Psicologia della pubblicità, tips per un annuncio efficace

Quanti annunci ci bombardano quotidianamente? Tanti, forse troppi. Quanti di questi catturano la nostra attenzione? Davvero pochi.
Questo succede perché per creare una pubblicità che funzioni non basta avere il prodotto giusto. È fondamentale, piuttosto, conoscere quali sono i meccanismi psicologici che guidano le scelte degli utenti e saperli utilizzare a proprio vantaggio.

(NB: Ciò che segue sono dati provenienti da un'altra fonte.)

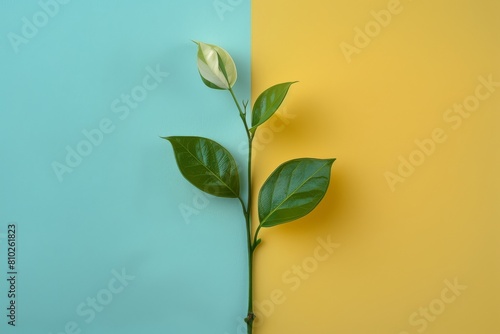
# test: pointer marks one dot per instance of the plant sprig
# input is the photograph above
(292, 191)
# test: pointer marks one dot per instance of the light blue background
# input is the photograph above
(120, 208)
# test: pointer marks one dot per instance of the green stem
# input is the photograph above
(247, 212)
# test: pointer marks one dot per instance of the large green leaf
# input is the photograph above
(268, 102)
(293, 190)
(207, 165)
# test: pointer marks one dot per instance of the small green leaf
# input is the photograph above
(207, 165)
(293, 190)
(268, 102)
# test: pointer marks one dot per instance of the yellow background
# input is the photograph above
(396, 247)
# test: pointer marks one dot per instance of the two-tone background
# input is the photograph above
(111, 239)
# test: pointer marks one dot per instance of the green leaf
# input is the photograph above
(267, 103)
(293, 190)
(207, 165)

Esistono, infatti, delle strategie psicologiche che rendono gli annunci persuasivi e in grado di manipolare gli atteggiamenti e i comportamenti degli utenti. Conoscerli ti consentirebbe di promuoverti in modo efficace, massimizzando i risultati della tua strategia di marketing.

1. Fai buon uso delle parole

Nella creazione di un annuncio la scelta delle parole è fondamentale. Il messaggio è una delle prime cose che cattura l’attenzione del pubblico. Ma pensare ad un copy creativo a volte può non bastare. Una tecnica utilizzata da molti brand, che si rivela spesso la strategia vincente, è quella di sfruttare giochi di parole e rime.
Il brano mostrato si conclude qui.